Construit il y a dix-sept ans dans le quartier du Dominant à Châteaubernard, à 300 m du verrier Saint-Gobain, le site de La Vignerie donne aujourd’hui sa pleine puissance. Le directeur des opérations industrielles d’Hennessy indique que l’unité pourrait absorber sans changement majeur 6 millions de caisses. Ensuite, des extensions s’imposeraient sans doute. Mais dans sa configuration actuelle, le droit à l’erreur n’existe guère. En pic de production, d’avril à octobre, l’usine « dépote » autour de 600 000 bouteilles/mois. Pas question de ralentir, ne serait-ce que 10 minutes, une chaîne cadencée à 20 000 cols/heure. « Ce ne serait pas du bon travail » constate avec un certain sens de l’euphémisme Jean de Miranda. Ces contraintes industrielles imposent une gestion au cordeau : trouver les « bonnes personnes et les bonnes qualifications » pour faire tourner les ateliers, anticiper les commandes auprès des fournisseurs de matières sèches, tenter de prévoir et de planifier les sorties. Comme de bien entendu, l’usine fonctionne en flux tendu. « Quand ça va bien », elle possède au mieux trois ou quatre semaines de produits finis en stock et deux semaines « quand c’est un peu plus tendu ». En ce qui concerne les bouteilles vides en attente d’être remplies, le disponible usine confine à presque rien, moins d’une journée. Si cela ne s’appelle pas du « just in time » ! Il y a quinze ou vingt ans, les chaînes d’embouteillage disposaient d’à peu près un mois de stock de matière sèche en amont. Le contexte a bien changé. Les entreprises de négoce attendent de leurs fournisseurs qu’ils leur livrent les bons produits à temps, juste à temps (voir article pages 29-30).
pic de vente en hiver
Quels que soient les marchés, la grosse période de vente se concentre sur les mois d’hiver, Noël et Nouvel an en Europe et aux Etats-Unis, Nouvel an chinois pour l’Asie qui, selon les années, tombe fin janvier ou courant février. En terme de volume à embouteiller, la problématique consiste donc à montée en puissance dès avril-mai pour arriver en septembre avec le maximum de production en stock. Entre les mois d’hiver, plus creux et les mois d’été, chargés, l’amplitude de fabrication peut aller de 1 à 3. Une élasticité qui recèle certaines exigences. D’autant que les délais de transport ne sont pas compressibles à l’infini. Encore aujourd’hui, il faut un mois-un moins et demi pour livrer un container de Cognac en Chine (voir article pages 26 à 28).

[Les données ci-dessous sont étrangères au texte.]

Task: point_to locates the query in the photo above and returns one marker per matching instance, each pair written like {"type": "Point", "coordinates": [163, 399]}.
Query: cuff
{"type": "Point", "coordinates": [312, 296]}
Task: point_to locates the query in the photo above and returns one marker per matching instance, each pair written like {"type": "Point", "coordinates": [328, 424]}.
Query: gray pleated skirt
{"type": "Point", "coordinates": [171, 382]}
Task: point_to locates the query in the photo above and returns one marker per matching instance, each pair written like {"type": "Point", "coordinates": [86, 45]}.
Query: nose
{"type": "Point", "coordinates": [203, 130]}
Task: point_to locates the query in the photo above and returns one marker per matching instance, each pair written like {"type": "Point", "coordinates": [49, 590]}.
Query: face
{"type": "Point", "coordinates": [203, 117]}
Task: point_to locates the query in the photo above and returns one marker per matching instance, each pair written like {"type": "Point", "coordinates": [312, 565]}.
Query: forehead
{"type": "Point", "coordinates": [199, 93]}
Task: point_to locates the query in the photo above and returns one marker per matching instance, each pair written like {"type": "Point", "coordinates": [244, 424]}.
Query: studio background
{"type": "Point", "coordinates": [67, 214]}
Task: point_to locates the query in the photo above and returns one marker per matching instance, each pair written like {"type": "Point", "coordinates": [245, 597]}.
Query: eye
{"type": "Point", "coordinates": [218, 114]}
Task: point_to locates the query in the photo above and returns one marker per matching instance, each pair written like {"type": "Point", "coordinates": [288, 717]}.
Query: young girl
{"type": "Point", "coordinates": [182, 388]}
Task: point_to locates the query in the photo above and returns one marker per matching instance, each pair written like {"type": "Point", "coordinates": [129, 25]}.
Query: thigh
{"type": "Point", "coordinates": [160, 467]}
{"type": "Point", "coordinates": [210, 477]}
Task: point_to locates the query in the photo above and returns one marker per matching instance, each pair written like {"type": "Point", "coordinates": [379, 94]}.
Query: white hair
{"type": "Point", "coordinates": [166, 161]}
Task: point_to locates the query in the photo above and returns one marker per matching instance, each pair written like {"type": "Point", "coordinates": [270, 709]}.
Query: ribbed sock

Chez Hennessy, une bonne partie de la distribution étant intégrée, les caisses ne partent pas chez le client final mais chez Moët-Hennessy Etats-Unis, Moët-Hennessy Chine ou Moët-Hennessy Japon. « En fait, nous livrons notre propre périmètre. Nous réapprovisionnons son stock, à charge pour lui de prévoir ses besoins. » Reste que ces plates-formes n’existent pas partout. Par exemple, il n’y a pas un Moët-Hennessy distribution au Kazasktan. Le challenge du service planification des commandes de la maison de Cognac va consister à imaginer les besoins de l’agent Casaque, afin que sa commande s’insère sans anicroche dans le flot ininterrompu des fabrications. Pourrait-on imaginer des embouteillages de « précaution », sans commandes fermes à la clé ? « Impossible, répond le directeur industriel. Nous avons 50 bouteilles différentes et une gamme de plus de 600 produits finis. A vouloir fabriquer par anticipation, nous nous retrouverions fatalement avec un stock de produits invendus. »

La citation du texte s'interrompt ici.